The tiredness soon was eclipsed by pain. My feet ached in a way they never had before. Blisters developed in tender places. The beginning of the day meant pressing my feet into my shoes and then starting the delicate process of walking. After a while, the pain dulled and seemed to fade into my subconscious. However, if we ever paused, my feet gave a fiery reminder to sit down or keep walking.
Yet even these blisters didn’t completely dampen my spirits. I knew they could happen and it was, in a way, part of the Camino adventure. Each day, I offered up my pain for different intentions and this made the journey a pilgrimage instead of a hiking trip.
One day, I no longer wanted to walk.
The intense desires to sleep in, be in the same place for more than 15 hours, or watch a movie were things I hadn’t anticipated when I started walking. There was a definite shift from “This is fun!” to “This is a pilgrimage.” Internally resistant to another day of plodding along, I realized that this adventure would require work and an embracing of the daily struggle.
And then I realized, this is a lot like life.
Each day, I rise, get ready, go teach, grade/plan, eat, and go to sleep. While each year teaching seems to be easier (thank you, Jesus!), it also makes me wonder how long I will remain in this place. On the Camino, there were fewer distractions and less pressure to accomplish a variety of things. The task was very simple: walk. In my ordinary life, the path is less clear, but the idea is still fairly simple. Even as I complicate matters, the Lord asks me to just live each day for Him, following His will.
Jesus is deep, but He isn’t prone to distracting us with complexity. His instructions are simple and generally clear. Sometimes, I run into questioning what the Lord desires of me in a particular moment or stage in my life. Yet most of my problems come from my lack of desire to put in the work of daily following Him.
Then Jesus told his disciples, “If any man would come after me, let him deny himself and take up his cross and follow me.”
One day of following? Sure, no problem. But day after day after day?
The everyday ordinariness of following the Lord’s will is like the ordinariness of walking the Camino. Too quickly it turns from exciting adventure to a feeling of the journey being burdensome. The goal, I believe, is to find joy in the midst of the ordinary. It involves reminding myself that I am in love with a Person and not simply pursuing an idea or a plan.
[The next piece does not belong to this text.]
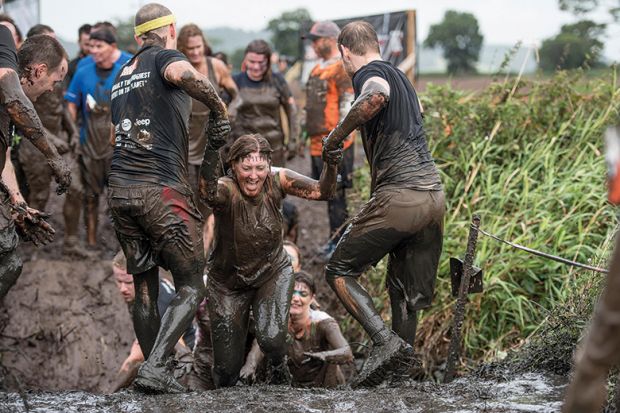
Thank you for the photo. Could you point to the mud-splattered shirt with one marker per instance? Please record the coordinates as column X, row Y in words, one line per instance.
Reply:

Although it surprised me how much I wanted to stop walking, I never did because I knew my plan required me to reach Santiago in a specific time frame. And I knew I was too stubborn to quit or take a taxi. Eventually, the joy of walking returned, though it was tempered and a bit different from the initial exuberance. As we neared the end, I tried to savor each aspect of the walk, realizing it would soon end.
This is harder for me to apply to my life now, but I think it is even more crucial that I attempt it. If I was able to follow my own faulty plan, how much more should I strive to follow the Lord’s perfect plan. My time here on earth is rather short, too precious to be wasted refusing to follow God each day. On the Camino, I knew the exact distance to Santiago. I had maps, a clearly marked pathway, and a plane departing Europe on a specific date. The Lord has not given me such clearly defined parameters. This journey, however, is even more urgent because far more depends on it.
Despite weariness or wishing I could stop, the Lord continually calls me onward, walking step by step, whether in pain or in extreme joy. In the midst of it all, He is there beside me, encouraging me to keep moving forward. This race isn’t a sprint, it is more like an ultra-marathon or a long distance hike. May He grant us the endurance to run well and run until the glorious end.
Therefore, since we are surrounded by so great a cloud of witnesses, let us also lay aside every weight, and sin which clings so closely, and let us run with perseverance the race that is set before us.